Do you want to know why your internet speed could possibly be slow?

Recently I have been noticing my internet speed slowing considerably. Living in rural areas does mean that you tend to get less speed than those in cities and towns but this time it seemed to be disturbingly slow.

I went recently to the Rikki’s office, from Trippnology, to iron out the last design/programming issues of an upcoming website release, he suddenly noticed a great spike in the amount of data that was being used.

First off, I closed packages such as Mail, Calendar and any other apps that weren’t being used (I do have to admit to sometimes having too many windows and software open at once) thinking that could possibly slow things down. But still nothing really changed.

Rikki mentions regarding the first of the 3 screen grabs of his stats:
Number 1: (at about 7:30 this morning) shows automated uploading and downloading from my computer. The line is going pretty much flat out but the average latency is still only 112ms. (image below)

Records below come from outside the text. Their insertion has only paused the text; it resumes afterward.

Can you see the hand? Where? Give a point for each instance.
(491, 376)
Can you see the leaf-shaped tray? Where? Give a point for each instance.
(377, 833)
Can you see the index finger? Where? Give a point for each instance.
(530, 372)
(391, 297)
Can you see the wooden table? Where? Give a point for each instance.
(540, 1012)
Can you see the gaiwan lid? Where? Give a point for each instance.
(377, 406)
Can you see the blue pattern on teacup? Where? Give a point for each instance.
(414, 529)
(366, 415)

Data package - 1st part statistics

Then just before I arrive the stats looked like this:
Number 2: (just before 10:00) shows the line with pretty much zero activity. The 12ish ms latency has been stable for more than a year. (image below)

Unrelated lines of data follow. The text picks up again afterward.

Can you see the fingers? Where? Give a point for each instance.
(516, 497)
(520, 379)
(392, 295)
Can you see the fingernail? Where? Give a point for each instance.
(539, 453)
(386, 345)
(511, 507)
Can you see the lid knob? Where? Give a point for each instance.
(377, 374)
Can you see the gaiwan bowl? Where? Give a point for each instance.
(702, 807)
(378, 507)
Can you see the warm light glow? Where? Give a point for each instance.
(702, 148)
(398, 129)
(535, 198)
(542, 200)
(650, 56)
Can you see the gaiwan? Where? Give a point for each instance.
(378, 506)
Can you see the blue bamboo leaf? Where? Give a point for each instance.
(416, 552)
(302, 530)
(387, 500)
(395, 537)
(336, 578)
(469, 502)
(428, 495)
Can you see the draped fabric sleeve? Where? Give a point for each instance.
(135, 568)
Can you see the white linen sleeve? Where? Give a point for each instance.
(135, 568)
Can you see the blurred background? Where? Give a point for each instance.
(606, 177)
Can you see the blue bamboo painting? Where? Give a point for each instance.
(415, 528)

Data package - 2nd part statistics

I arrived moments afterwards and opened my laptop, the internet slowed down and Rikki wondered if there was a fault on the line, so rebooted but it still looked the same. I then wondered if any other apps with an online update would cause an issue, so we decided to test each one in turn. Firstly, I quit Dropbox and although it made a small difference we still had an issue with data usage. Then I quit my Adobe CC in the top menu, as I could still use the programs without being connected to the Internet! Amazingly the data transfer stopped…

Rikki mentions: Number 3 shows the exactly when you arrived until you disabled Adobe CC. Not only is it using heaps of data, but it clearly doesn’t understand when to back off the speed as it keeps pumping out packets until everything grinds to a halt. The max latency got up to 770ms – nearly a second for each PACKET never mind each request for a CSS file etc! (see image below)

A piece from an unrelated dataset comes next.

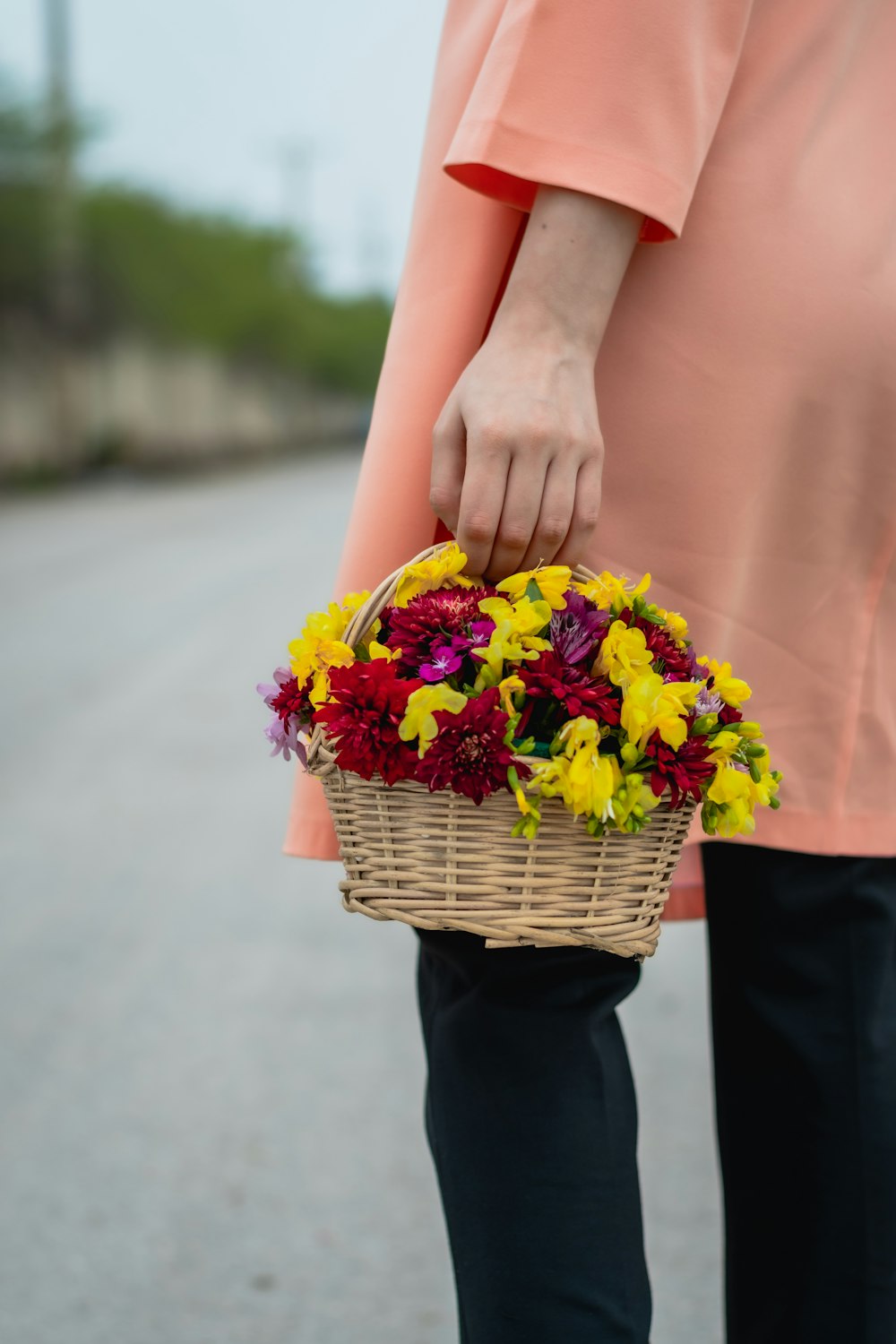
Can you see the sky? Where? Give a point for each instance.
(277, 110)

Data package - 3rd part statistics


Cloud Software can use an awful lot of data

So there it was right in front of me, my Adobe Cloud software was using so much data it was maxing out Rikki’s data allowance and slowing us down dramatically.

I now spend most of my time logged out of Adobe CC  Cloud software and only login occasionally to make sure I have the most updated software. I have never really given much thought to the amount of bandwidth I was using with all the cloud software but now I really take note of what is open, especially if my internet slows.

I was lucky to have been with Rikki that day and using the control panel from his ISP he was able to help me unravel what has been a mystery for me for a few months. He remarks:
Looks like you’ve just found a magic “speed up your internet” switch! Couldn’t have worked it out so easily without the excellent control panel from AAISP.